The challenges I faced as a child do come to mind from time to time; but, I’ve had to face a number of other tough challenges along the way and I’ve survived and persevered as a result of hard work, determination and—frankly—a lot of luck. Having and raising two kids has been perhaps my biggest challenge… and, by far, the most rewarding.

J: I have to agree that raising children is an enormous challenge. It’s hard. I’ve really come to admire people who are good at parenting. It sounds like the bonds in your family are strong, and I think that’s pretty cool. Also I agree that hard work, determination, and some luck help get us where we’re going. And I think I would add imagination to that list, because it seems to me that people need to be able to picture what they’re working toward in order to get there. Would you agree with that? 

M: Absolutely! Imagination is a key ingredient in all aspects of our lives; but, especially so in parenting.

J: Cool. Okay, so here’s a hard one… using your imagination, if you imagined a good world, not a perfect one but a decent one… what would that world look like?

M: Oh, that is a tough one. Hmm, well, without getting into world peace, solving world hunger and achieving equality for all of humanity… I’ll tell you what I think would be pretty close to perfect for me on a personal level. As I mentioned before, I’d love to have both of my kids close by again. Leaving San Diego with them still there was one of the hardest things I’ve ever had to do.

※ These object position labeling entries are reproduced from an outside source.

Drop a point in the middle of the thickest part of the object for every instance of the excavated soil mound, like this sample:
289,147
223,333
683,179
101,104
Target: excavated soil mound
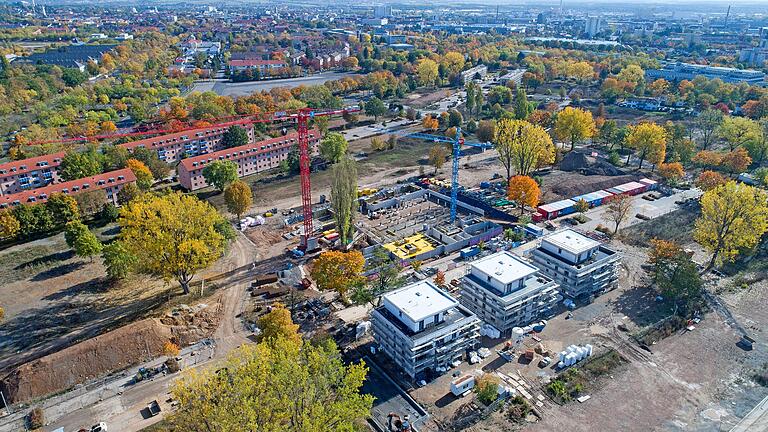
113,351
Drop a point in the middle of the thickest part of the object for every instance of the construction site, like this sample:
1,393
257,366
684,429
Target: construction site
414,223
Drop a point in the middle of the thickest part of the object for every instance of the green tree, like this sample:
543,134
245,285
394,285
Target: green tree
173,236
574,125
674,272
522,107
344,197
649,140
9,225
63,208
333,147
82,240
740,132
707,124
235,136
128,193
386,278
149,158
376,108
280,385
220,174
238,197
734,217
118,261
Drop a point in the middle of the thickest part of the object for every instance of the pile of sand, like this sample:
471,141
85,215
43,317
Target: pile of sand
113,351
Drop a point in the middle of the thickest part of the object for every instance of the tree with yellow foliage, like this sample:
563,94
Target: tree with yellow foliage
338,271
170,349
649,140
172,236
580,71
524,191
426,71
453,62
144,178
672,171
280,385
238,197
522,146
734,217
574,125
278,324
431,123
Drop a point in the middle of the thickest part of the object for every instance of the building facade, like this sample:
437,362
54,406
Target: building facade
27,174
173,147
110,183
687,71
423,330
580,265
505,291
250,158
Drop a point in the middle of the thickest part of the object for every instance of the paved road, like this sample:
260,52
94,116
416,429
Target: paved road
652,209
756,420
226,88
361,132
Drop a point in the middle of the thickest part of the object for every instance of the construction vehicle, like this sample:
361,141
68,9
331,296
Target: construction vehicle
153,408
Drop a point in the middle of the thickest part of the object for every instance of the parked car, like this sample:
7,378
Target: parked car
101,427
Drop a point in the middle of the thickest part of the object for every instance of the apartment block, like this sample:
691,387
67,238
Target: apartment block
423,330
110,183
679,71
173,147
582,266
32,173
506,291
250,158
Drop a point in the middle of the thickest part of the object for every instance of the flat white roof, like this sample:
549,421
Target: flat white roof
505,267
420,300
557,205
571,241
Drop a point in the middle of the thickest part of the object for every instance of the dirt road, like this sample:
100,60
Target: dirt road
121,405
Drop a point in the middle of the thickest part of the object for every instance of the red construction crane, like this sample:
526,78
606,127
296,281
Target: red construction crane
302,116
308,242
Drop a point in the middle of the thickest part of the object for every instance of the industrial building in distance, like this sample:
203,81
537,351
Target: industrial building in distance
505,291
582,266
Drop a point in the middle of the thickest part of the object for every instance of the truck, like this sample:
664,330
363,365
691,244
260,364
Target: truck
153,408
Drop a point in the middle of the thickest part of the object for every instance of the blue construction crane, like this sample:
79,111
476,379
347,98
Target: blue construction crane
456,144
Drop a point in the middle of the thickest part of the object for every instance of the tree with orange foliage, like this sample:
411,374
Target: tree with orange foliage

I would love to see my siblings and extended family more often; but, not being greedy, I’d happily settle for having my kiddos here… and, maybe someday, I’d be lucky enough to have grandkids also close by. I’d love nothing more than to be an active participant in their lives.

Of course, if my imagination is in the driver’s seat, I’d add a fantastic partner to the mix. Someone who enjoys outdoor activities like hiking, backpacking, kayaking and all the other “ings” in and around nature; a lover of music and dancing; someone who’s into books and movies that feed not just your brain, but also your heart and soul, the kind that make you think and grow; someone who likes to travel and finds other cultures and traditions as fascinating as I do; someone who is passionate about the building the type of relationship that can only be forged through a genuine sense of self, vulnerability, authenticity, intimacy and spiritual connection.

I often joke and say that my ideal partner must have a very poor sense of direction because she hasn’t found me yet. LOL! But, maybe I’m looking at this all wrong… maybe I need to make a concerted effort to get out there and find her! 

There’s a Spanish expression that sums it up for me, “Enhorabuena”, which has a wide variety of uses; to convey salutations, good health, felicitations, congratulations, farewell, best wishes and so on. Enhorabuena is a conglomeration of three words, “en hora buena”, which means “in good time”.